Each time we visit our grandson and his parents in upstate New York, we try to stop at a new place on the way up or back, sometimes both. Returning home on our latest trip, we decided to visit the Flight 93 National Memorial near Shanksville, Pennsylvania.
I had been to the Flight 93 crash site about a year after the September 11, 2001 attacks on the U.S. There wasn’t much to see back then. Visitors were required to view the crash site from afar. Consequently, you couldn’t see much.
A short chain link fence held memorials to the 40 victims and first responders. A firefighter’s turnout coat and helmet were the most apparent objects. Relatives and friends had attached photos of the deceased and fresh and plastic flowers that hung askew from the woven wire fence.
A photo taken seconds after Flight 93 crashed near Shanksville, Pennsylvania.
A long, single wooden bench sat tangent to the makeshift memorial fence. It served as both a resting place and a reminder not to go any farther. The plane had crashed into an old strip mine, which appeared to have been haphazardly reclaimed. You entered the area from the west on the old dirt pit road formerly used by coal trucks and excavating equipment. A small graveled parking lot had been developed north of the temporary memorial area.
I remember standing there in silence out of respect for these brave folks who deserved to be recognized and honored better than this. The desolate setting seemed to mock the tragedy. An abandoned rusting steam shovel sat overlooking it all. The starkness of the scene shocked me.

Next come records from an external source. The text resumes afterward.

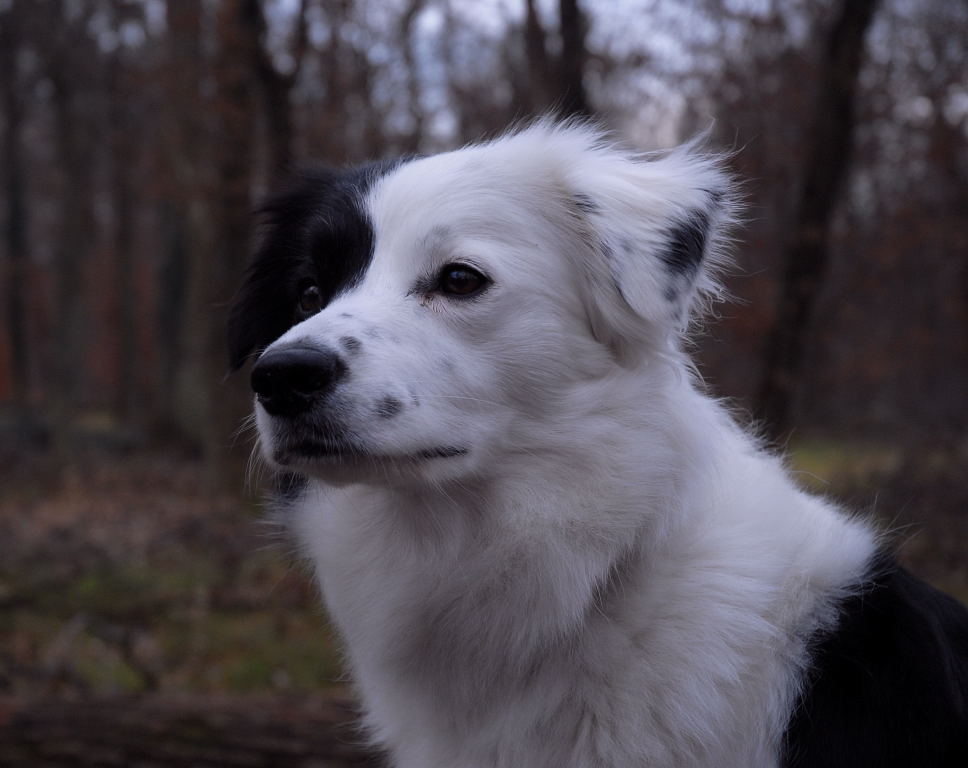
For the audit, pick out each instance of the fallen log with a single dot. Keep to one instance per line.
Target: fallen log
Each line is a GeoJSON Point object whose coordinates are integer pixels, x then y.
{"type": "Point", "coordinates": [202, 732]}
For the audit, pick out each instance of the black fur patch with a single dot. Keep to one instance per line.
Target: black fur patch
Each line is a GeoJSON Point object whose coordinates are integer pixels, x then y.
{"type": "Point", "coordinates": [687, 243]}
{"type": "Point", "coordinates": [889, 686]}
{"type": "Point", "coordinates": [317, 230]}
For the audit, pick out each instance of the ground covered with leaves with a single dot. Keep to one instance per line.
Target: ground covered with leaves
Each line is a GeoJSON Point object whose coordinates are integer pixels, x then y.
{"type": "Point", "coordinates": [142, 610]}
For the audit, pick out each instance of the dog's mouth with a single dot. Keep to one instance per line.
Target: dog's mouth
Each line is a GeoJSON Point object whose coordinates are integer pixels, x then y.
{"type": "Point", "coordinates": [336, 452]}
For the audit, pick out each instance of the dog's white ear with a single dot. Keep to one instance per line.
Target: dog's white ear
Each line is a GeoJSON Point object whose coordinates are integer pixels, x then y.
{"type": "Point", "coordinates": [660, 224]}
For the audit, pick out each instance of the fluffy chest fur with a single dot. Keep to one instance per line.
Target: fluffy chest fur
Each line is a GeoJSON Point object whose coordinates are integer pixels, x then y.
{"type": "Point", "coordinates": [542, 621]}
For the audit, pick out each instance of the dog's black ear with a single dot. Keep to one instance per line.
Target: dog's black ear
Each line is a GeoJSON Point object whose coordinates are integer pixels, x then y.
{"type": "Point", "coordinates": [660, 224]}
{"type": "Point", "coordinates": [264, 306]}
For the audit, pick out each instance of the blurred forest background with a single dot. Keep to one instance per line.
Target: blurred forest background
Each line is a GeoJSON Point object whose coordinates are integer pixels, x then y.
{"type": "Point", "coordinates": [145, 614]}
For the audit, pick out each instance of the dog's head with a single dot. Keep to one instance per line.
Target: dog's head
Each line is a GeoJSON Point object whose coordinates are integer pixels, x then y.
{"type": "Point", "coordinates": [410, 316]}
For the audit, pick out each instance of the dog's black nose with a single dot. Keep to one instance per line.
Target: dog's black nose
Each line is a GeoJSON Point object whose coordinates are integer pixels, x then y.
{"type": "Point", "coordinates": [288, 380]}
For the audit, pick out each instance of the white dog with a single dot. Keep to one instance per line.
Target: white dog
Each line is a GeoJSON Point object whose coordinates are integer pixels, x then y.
{"type": "Point", "coordinates": [542, 543]}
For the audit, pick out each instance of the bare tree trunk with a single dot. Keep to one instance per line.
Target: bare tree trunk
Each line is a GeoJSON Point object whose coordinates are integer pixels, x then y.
{"type": "Point", "coordinates": [571, 67]}
{"type": "Point", "coordinates": [235, 66]}
{"type": "Point", "coordinates": [408, 43]}
{"type": "Point", "coordinates": [122, 198]}
{"type": "Point", "coordinates": [181, 395]}
{"type": "Point", "coordinates": [827, 162]}
{"type": "Point", "coordinates": [16, 219]}
{"type": "Point", "coordinates": [538, 62]}
{"type": "Point", "coordinates": [67, 57]}
{"type": "Point", "coordinates": [276, 86]}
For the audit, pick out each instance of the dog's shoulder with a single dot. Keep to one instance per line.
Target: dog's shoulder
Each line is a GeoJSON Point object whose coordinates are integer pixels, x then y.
{"type": "Point", "coordinates": [888, 685]}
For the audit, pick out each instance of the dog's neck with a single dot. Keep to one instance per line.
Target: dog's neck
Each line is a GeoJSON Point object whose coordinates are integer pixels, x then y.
{"type": "Point", "coordinates": [463, 603]}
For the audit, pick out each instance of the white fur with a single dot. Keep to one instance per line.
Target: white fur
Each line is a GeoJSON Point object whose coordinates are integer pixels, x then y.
{"type": "Point", "coordinates": [614, 574]}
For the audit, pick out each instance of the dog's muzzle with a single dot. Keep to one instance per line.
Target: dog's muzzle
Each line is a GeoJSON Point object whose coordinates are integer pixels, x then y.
{"type": "Point", "coordinates": [289, 380]}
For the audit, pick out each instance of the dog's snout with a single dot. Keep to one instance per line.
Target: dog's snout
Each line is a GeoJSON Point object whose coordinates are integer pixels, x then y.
{"type": "Point", "coordinates": [288, 380]}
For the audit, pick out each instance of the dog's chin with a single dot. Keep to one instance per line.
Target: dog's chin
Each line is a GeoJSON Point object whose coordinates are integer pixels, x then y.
{"type": "Point", "coordinates": [341, 463]}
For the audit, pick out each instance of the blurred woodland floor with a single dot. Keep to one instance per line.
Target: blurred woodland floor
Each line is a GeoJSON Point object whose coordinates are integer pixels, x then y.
{"type": "Point", "coordinates": [147, 620]}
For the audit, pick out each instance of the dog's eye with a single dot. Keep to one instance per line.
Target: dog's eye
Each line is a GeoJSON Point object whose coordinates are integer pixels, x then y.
{"type": "Point", "coordinates": [310, 300]}
{"type": "Point", "coordinates": [461, 280]}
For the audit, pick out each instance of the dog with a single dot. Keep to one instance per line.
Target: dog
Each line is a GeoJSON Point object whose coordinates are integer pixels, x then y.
{"type": "Point", "coordinates": [542, 542]}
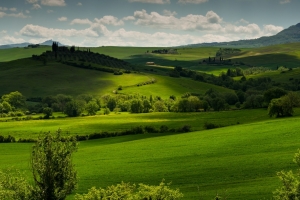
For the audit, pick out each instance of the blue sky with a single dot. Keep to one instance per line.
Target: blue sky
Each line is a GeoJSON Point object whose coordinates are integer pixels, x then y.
{"type": "Point", "coordinates": [143, 22]}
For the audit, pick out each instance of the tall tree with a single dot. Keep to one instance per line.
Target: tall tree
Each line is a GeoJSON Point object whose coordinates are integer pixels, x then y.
{"type": "Point", "coordinates": [52, 167]}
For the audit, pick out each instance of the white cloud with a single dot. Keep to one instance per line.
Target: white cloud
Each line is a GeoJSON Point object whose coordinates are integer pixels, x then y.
{"type": "Point", "coordinates": [129, 18]}
{"type": "Point", "coordinates": [285, 1]}
{"type": "Point", "coordinates": [62, 19]}
{"type": "Point", "coordinates": [152, 1]}
{"type": "Point", "coordinates": [32, 1]}
{"type": "Point", "coordinates": [242, 21]}
{"type": "Point", "coordinates": [53, 2]}
{"type": "Point", "coordinates": [13, 9]}
{"type": "Point", "coordinates": [271, 29]}
{"type": "Point", "coordinates": [17, 15]}
{"type": "Point", "coordinates": [3, 9]}
{"type": "Point", "coordinates": [10, 40]}
{"type": "Point", "coordinates": [81, 21]}
{"type": "Point", "coordinates": [109, 20]}
{"type": "Point", "coordinates": [36, 6]}
{"type": "Point", "coordinates": [169, 13]}
{"type": "Point", "coordinates": [192, 1]}
{"type": "Point", "coordinates": [190, 22]}
{"type": "Point", "coordinates": [43, 32]}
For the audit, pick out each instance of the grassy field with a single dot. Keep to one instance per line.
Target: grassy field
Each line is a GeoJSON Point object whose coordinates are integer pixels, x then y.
{"type": "Point", "coordinates": [125, 121]}
{"type": "Point", "coordinates": [33, 79]}
{"type": "Point", "coordinates": [241, 160]}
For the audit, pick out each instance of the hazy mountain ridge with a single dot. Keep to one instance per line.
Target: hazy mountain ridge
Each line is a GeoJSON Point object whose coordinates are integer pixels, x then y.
{"type": "Point", "coordinates": [25, 44]}
{"type": "Point", "coordinates": [289, 35]}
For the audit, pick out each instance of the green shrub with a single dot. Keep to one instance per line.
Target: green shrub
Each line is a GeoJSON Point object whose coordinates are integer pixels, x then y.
{"type": "Point", "coordinates": [130, 191]}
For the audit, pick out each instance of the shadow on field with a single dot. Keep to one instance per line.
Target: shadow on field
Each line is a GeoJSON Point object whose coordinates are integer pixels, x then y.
{"type": "Point", "coordinates": [143, 59]}
{"type": "Point", "coordinates": [126, 138]}
{"type": "Point", "coordinates": [270, 60]}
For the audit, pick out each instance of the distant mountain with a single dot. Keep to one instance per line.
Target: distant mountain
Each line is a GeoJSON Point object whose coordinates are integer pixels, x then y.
{"type": "Point", "coordinates": [22, 45]}
{"type": "Point", "coordinates": [8, 46]}
{"type": "Point", "coordinates": [50, 42]}
{"type": "Point", "coordinates": [289, 35]}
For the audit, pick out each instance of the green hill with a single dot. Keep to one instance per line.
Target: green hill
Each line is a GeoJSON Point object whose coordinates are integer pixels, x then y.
{"type": "Point", "coordinates": [240, 160]}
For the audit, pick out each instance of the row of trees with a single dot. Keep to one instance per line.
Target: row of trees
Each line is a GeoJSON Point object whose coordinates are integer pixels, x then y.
{"type": "Point", "coordinates": [55, 177]}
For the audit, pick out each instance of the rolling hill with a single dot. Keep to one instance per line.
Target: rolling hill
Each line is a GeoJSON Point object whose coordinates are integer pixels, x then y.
{"type": "Point", "coordinates": [289, 35]}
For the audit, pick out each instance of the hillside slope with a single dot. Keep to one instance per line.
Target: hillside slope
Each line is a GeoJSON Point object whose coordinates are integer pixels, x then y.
{"type": "Point", "coordinates": [289, 35]}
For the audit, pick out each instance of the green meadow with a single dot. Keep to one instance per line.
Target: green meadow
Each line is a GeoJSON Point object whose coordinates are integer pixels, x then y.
{"type": "Point", "coordinates": [240, 161]}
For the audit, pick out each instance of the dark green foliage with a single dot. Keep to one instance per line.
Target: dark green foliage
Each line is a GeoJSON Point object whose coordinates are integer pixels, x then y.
{"type": "Point", "coordinates": [283, 106]}
{"type": "Point", "coordinates": [73, 109]}
{"type": "Point", "coordinates": [15, 99]}
{"type": "Point", "coordinates": [209, 125]}
{"type": "Point", "coordinates": [7, 139]}
{"type": "Point", "coordinates": [274, 93]}
{"type": "Point", "coordinates": [137, 106]}
{"type": "Point", "coordinates": [53, 172]}
{"type": "Point", "coordinates": [48, 112]}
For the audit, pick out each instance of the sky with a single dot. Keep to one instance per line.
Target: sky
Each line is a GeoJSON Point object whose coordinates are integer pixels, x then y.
{"type": "Point", "coordinates": [93, 23]}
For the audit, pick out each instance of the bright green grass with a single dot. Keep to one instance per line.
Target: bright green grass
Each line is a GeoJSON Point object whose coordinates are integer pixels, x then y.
{"type": "Point", "coordinates": [33, 79]}
{"type": "Point", "coordinates": [241, 159]}
{"type": "Point", "coordinates": [167, 86]}
{"type": "Point", "coordinates": [125, 121]}
{"type": "Point", "coordinates": [19, 53]}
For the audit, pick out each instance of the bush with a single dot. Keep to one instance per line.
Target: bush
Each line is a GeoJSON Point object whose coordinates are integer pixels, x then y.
{"type": "Point", "coordinates": [128, 191]}
{"type": "Point", "coordinates": [208, 125]}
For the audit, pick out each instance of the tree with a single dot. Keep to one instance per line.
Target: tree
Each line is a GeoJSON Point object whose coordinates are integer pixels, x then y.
{"type": "Point", "coordinates": [73, 109]}
{"type": "Point", "coordinates": [137, 106]}
{"type": "Point", "coordinates": [72, 49]}
{"type": "Point", "coordinates": [274, 93]}
{"type": "Point", "coordinates": [48, 112]}
{"type": "Point", "coordinates": [92, 108]}
{"type": "Point", "coordinates": [53, 171]}
{"type": "Point", "coordinates": [159, 106]}
{"type": "Point", "coordinates": [290, 183]}
{"type": "Point", "coordinates": [13, 185]}
{"type": "Point", "coordinates": [128, 191]}
{"type": "Point", "coordinates": [283, 106]}
{"type": "Point", "coordinates": [15, 99]}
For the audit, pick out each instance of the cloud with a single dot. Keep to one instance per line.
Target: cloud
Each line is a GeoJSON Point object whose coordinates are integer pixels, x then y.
{"type": "Point", "coordinates": [36, 6]}
{"type": "Point", "coordinates": [169, 13]}
{"type": "Point", "coordinates": [129, 18]}
{"type": "Point", "coordinates": [3, 9]}
{"type": "Point", "coordinates": [190, 22]}
{"type": "Point", "coordinates": [81, 21]}
{"type": "Point", "coordinates": [53, 2]}
{"type": "Point", "coordinates": [13, 9]}
{"type": "Point", "coordinates": [10, 40]}
{"type": "Point", "coordinates": [32, 1]}
{"type": "Point", "coordinates": [109, 20]}
{"type": "Point", "coordinates": [31, 30]}
{"type": "Point", "coordinates": [16, 15]}
{"type": "Point", "coordinates": [192, 1]}
{"type": "Point", "coordinates": [285, 1]}
{"type": "Point", "coordinates": [271, 29]}
{"type": "Point", "coordinates": [152, 1]}
{"type": "Point", "coordinates": [62, 19]}
{"type": "Point", "coordinates": [242, 21]}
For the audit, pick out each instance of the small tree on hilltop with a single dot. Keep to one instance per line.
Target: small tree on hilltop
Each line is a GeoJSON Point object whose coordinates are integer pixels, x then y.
{"type": "Point", "coordinates": [52, 168]}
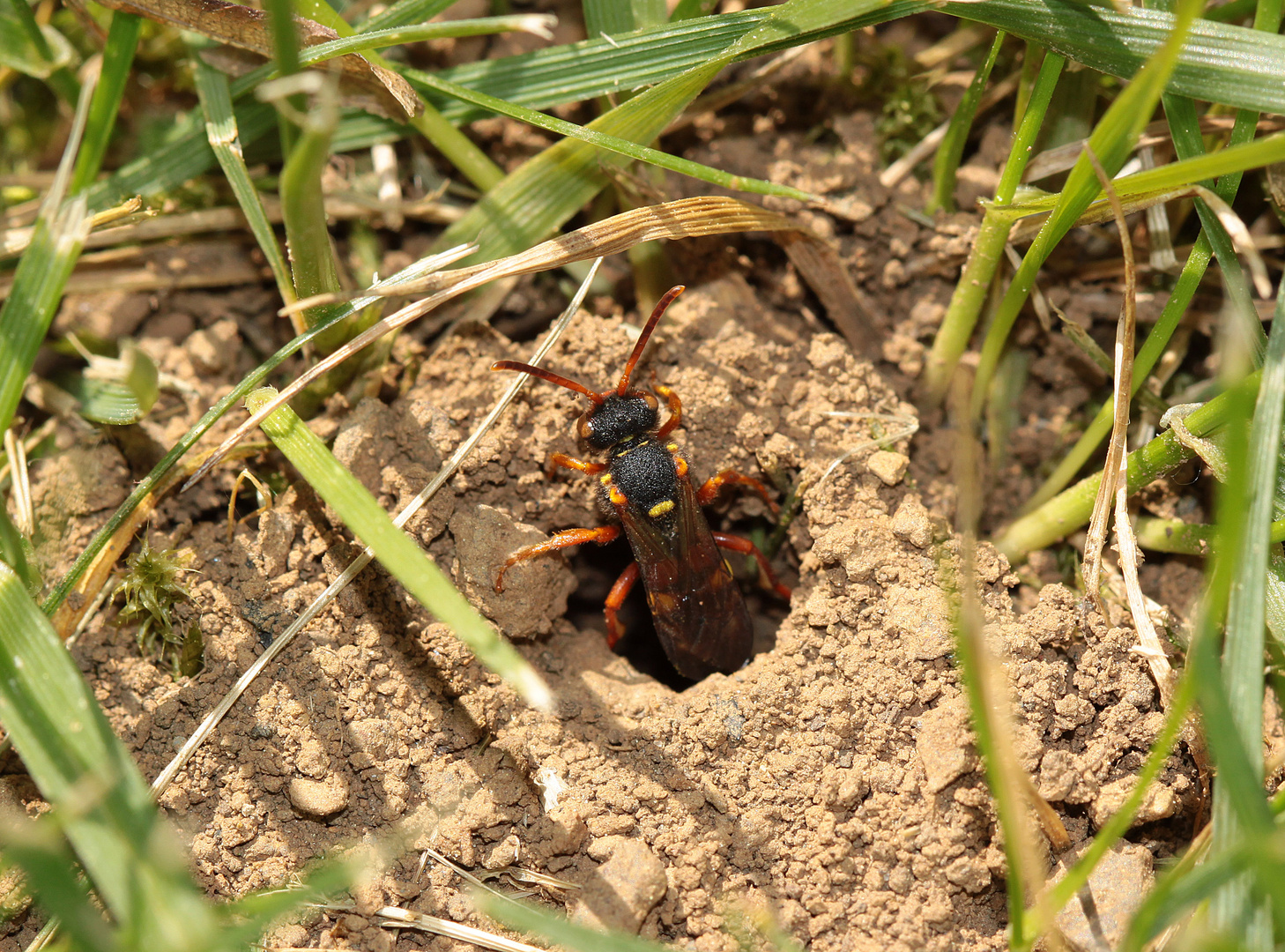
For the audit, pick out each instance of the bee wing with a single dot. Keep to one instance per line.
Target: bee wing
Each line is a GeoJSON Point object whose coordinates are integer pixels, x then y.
{"type": "Point", "coordinates": [699, 613]}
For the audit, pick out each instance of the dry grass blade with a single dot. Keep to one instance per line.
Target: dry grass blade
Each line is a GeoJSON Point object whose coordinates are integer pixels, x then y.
{"type": "Point", "coordinates": [25, 516]}
{"type": "Point", "coordinates": [72, 613]}
{"type": "Point", "coordinates": [690, 218]}
{"type": "Point", "coordinates": [1102, 211]}
{"type": "Point", "coordinates": [246, 28]}
{"type": "Point", "coordinates": [1124, 383]}
{"type": "Point", "coordinates": [14, 242]}
{"type": "Point", "coordinates": [358, 564]}
{"type": "Point", "coordinates": [397, 918]}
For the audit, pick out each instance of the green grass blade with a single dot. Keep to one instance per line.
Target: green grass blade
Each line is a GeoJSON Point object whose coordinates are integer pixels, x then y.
{"type": "Point", "coordinates": [84, 770]}
{"type": "Point", "coordinates": [38, 286]}
{"type": "Point", "coordinates": [405, 11]}
{"type": "Point", "coordinates": [1074, 879]}
{"type": "Point", "coordinates": [19, 52]}
{"type": "Point", "coordinates": [211, 416]}
{"type": "Point", "coordinates": [613, 17]}
{"type": "Point", "coordinates": [951, 149]}
{"type": "Point", "coordinates": [1111, 142]}
{"type": "Point", "coordinates": [540, 196]}
{"type": "Point", "coordinates": [185, 156]}
{"type": "Point", "coordinates": [687, 9]}
{"type": "Point", "coordinates": [40, 851]}
{"type": "Point", "coordinates": [216, 103]}
{"type": "Point", "coordinates": [611, 143]}
{"type": "Point", "coordinates": [123, 36]}
{"type": "Point", "coordinates": [59, 78]}
{"type": "Point", "coordinates": [396, 551]}
{"type": "Point", "coordinates": [1071, 509]}
{"type": "Point", "coordinates": [395, 36]}
{"type": "Point", "coordinates": [1220, 62]}
{"type": "Point", "coordinates": [543, 193]}
{"type": "Point", "coordinates": [41, 274]}
{"type": "Point", "coordinates": [987, 250]}
{"type": "Point", "coordinates": [1244, 634]}
{"type": "Point", "coordinates": [1176, 893]}
{"type": "Point", "coordinates": [313, 264]}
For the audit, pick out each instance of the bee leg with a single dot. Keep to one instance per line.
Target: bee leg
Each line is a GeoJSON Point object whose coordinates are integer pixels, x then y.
{"type": "Point", "coordinates": [561, 539]}
{"type": "Point", "coordinates": [566, 461]}
{"type": "Point", "coordinates": [614, 599]}
{"type": "Point", "coordinates": [743, 545]}
{"type": "Point", "coordinates": [709, 492]}
{"type": "Point", "coordinates": [675, 405]}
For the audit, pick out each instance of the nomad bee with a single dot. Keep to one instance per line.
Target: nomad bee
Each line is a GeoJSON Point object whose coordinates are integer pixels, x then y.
{"type": "Point", "coordinates": [699, 613]}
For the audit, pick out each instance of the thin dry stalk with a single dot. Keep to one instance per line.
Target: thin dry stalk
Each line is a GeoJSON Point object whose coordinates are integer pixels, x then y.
{"type": "Point", "coordinates": [692, 218]}
{"type": "Point", "coordinates": [1130, 556]}
{"type": "Point", "coordinates": [1116, 451]}
{"type": "Point", "coordinates": [13, 242]}
{"type": "Point", "coordinates": [23, 510]}
{"type": "Point", "coordinates": [397, 918]}
{"type": "Point", "coordinates": [358, 564]}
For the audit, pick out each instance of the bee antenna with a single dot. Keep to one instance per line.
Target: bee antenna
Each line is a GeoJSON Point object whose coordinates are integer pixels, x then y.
{"type": "Point", "coordinates": [597, 398]}
{"type": "Point", "coordinates": [647, 336]}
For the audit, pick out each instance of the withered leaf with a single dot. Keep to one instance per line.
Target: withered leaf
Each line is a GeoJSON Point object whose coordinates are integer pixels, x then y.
{"type": "Point", "coordinates": [372, 86]}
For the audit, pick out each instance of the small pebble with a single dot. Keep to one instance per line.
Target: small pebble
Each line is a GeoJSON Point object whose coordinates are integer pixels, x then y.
{"type": "Point", "coordinates": [319, 798]}
{"type": "Point", "coordinates": [889, 466]}
{"type": "Point", "coordinates": [911, 523]}
{"type": "Point", "coordinates": [623, 889]}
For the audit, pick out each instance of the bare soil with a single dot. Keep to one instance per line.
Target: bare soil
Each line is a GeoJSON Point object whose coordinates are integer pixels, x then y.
{"type": "Point", "coordinates": [832, 783]}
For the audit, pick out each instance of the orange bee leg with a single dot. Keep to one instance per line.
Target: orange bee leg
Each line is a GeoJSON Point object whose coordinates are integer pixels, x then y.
{"type": "Point", "coordinates": [709, 492]}
{"type": "Point", "coordinates": [614, 599]}
{"type": "Point", "coordinates": [675, 405]}
{"type": "Point", "coordinates": [561, 539]}
{"type": "Point", "coordinates": [566, 461]}
{"type": "Point", "coordinates": [744, 547]}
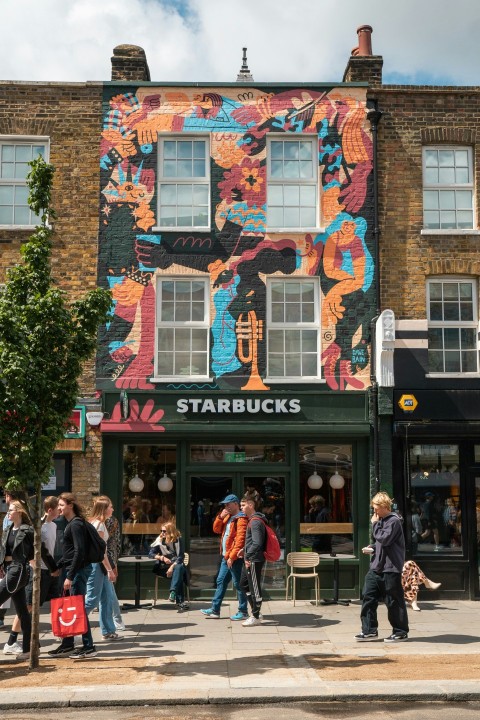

This visit was much different, however. The Flight 93 National Memorial was established in 2005 as a tribute to the passengers and crew of the fateful flight. The federal government bought up the land around the sacred site, which the National Park Service maintains. Creating the national memorial was a coordinated public-private effort that included the Families of Flight 93, Friends of Flight 93, the National Park Foundation, and the National Park Service.
We drove in and out of rain showers on our way to the site. The entrance is now off U.S. 30, the Lincoln Highway. A black-topped roadway winds three miles to the Visitors Center Complex. The road’s length allows visitors to respectfully transition from the present time back to that fateful day. The Visitors Center is located on a rise overlooking the crash site near the old parking lot. Exhibits recap the unfolding events of that terrible day through videos, photographs, newspaper clippings, and maps. The building itself is plain, unremarkable in design, and positioned to mark the final path of the flight.
The center also includes a bookstore, a viewing window, the Flight Path Walkway, and an Overlook. Since the crash left nothing more than a crater, a 17-ton bolder from the property was moved to mark the spot of the debris field. Visitors can walk or drive to the Memorial Plaza, located just north of the impact area. A Wall of Names points to the victims’ final resting place.
My wife and I arrived right after a school group did. Ranger Greg gave the youngsters and their chaperones an overview as we walked by them. Soon, they caught up to us in the exhibition room. We couldn’t help but hear Ranger Greg’s booming voice as we viewed the different displays. He certainly had the students’ attention as he told the story of Flight 93. He caught ours when he mentioned that the plane had veered off its scheduled path by abruptly turning southeast-bound over Canton, Ohio. My wife and I were both born in that blue-collar city. We walked closer to the group and listened as he told one aspect of the story after the other, most of which we had never heard before.
We drove to the Memorial Plaza, and volunteer ambassadors welcomed us. The rain intensity increased as Neva and I walked together quietly under a small blue umbrella, a fitting color for the place and mood. We stopped in front of the Wall of Names, an alphabetical listing of the flight’s crew and passengers. As I had experienced at the chain link fence two decades ago, memorial items had been left at some of the names. A wooden angel, fresh flowers, and a wine corkscrew rested beneath the first name on the black walkway. A volunteer explained why.
Christian Adams, a German citizen, worked for a German wine association. He was on his way to a wine convention in California that morning. The corkscrew served as yet another poignant symbol.
Items left at the Wall of Names in memory of Christian Adams
The dark walkway tiles represent the many cedar trees burned by the explosion and ensuing fire when Flight 93 dove into the ground upside down. A ceremonial gate of hewn cedar planks marks the way to the flight’s demise and the final resting place of those on board.
The radical changes I experienced gripped me. The 40 groves of 40 oak and maple trees planted in honor of the brave passengers and crew added a splash of russet to the fading fall landscape. Other volunteer trees sprouted from seeds planted by squirrels or blue jays or after lying dormant in the spoils of the old strip mine field. Today, they also serve as living memorials to the souls who lost their lives on that pleasant September day that turned so horrid.
We left with a new appreciation and a deeper understanding of what transpired on and to Flight 93. More than that, I was grateful for the simple, appropriate memorial that honored those brave, doomed souls.